The first movement is energetic and surging in its opening bars, revealing a sense of inner tumult and striving, a mixing of sonorities from a bright, optimistic F major, immediately into a chord that with just a few changes becomes a fully diminished seventh chord, and then mixing between major and minor in revealing, ambiguous, and rewarding ways. The movement repeats these opening bars several times, each with the F-A-F theme prominent, but because of those mixtures of sonority-dark and light, major and minor – we are left uncertain exactly what the music is telling us. In other words, there are always layers to the emotional landscape, just as we each are so much more than meets the eye.
The second movement is particularly lovely, and is so lovingly written that we have to simply count ourselves grateful for the gift of the music itself. A series of short phrases begins in the woodwinds, but soon invites a soaring build of harmony, all while beguiling melodies flow like a fresh-water stream throughout.
The third movement is one of the greatest melodies Brahms composed, repeated six times by various instrument colors, a dark-hued C-minor rising and falling melody that evokes some of the great tragedies of Brahms’s life-but in a poetic and profound way, makes us able to feel grateful that we can experience the richness of being a human being – even the difficult aspects of life.

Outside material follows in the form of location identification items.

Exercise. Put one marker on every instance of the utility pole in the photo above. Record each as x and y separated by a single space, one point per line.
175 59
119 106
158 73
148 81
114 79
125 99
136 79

The fourth movement is truly a finale – a culmination of the rest of the symphony, but begins with a deceptively soft murmur in unison throughout the orchestra, before bursting forth with energy and rhythmic drive.
Hans Richter, who conducted the premiere of the piece, gave it the nickname “Brahms’s Eroica,” a reference to Beethoven’s own third symphony, which has the name “Eroica.” Like the Beethoven symphony, Brahms’s Third expands the orchestral palette, with a bold, unique vision for the form, and, like the Beethoven symphony, reveals a sense of rhythmic and personal drive and energy, a kind of surging yearning.
While some composers wrote music to match a specific concept or plot, Brahms wrote what became known as “absolute music,” or music for its own sake, without a specific meaning attached to it. What that ultimately means is that whatever you hear in Brahms’s music is the correct interpretation. Whatever it means to you, whatever your experience with this music, is in fact the true meaning of the music.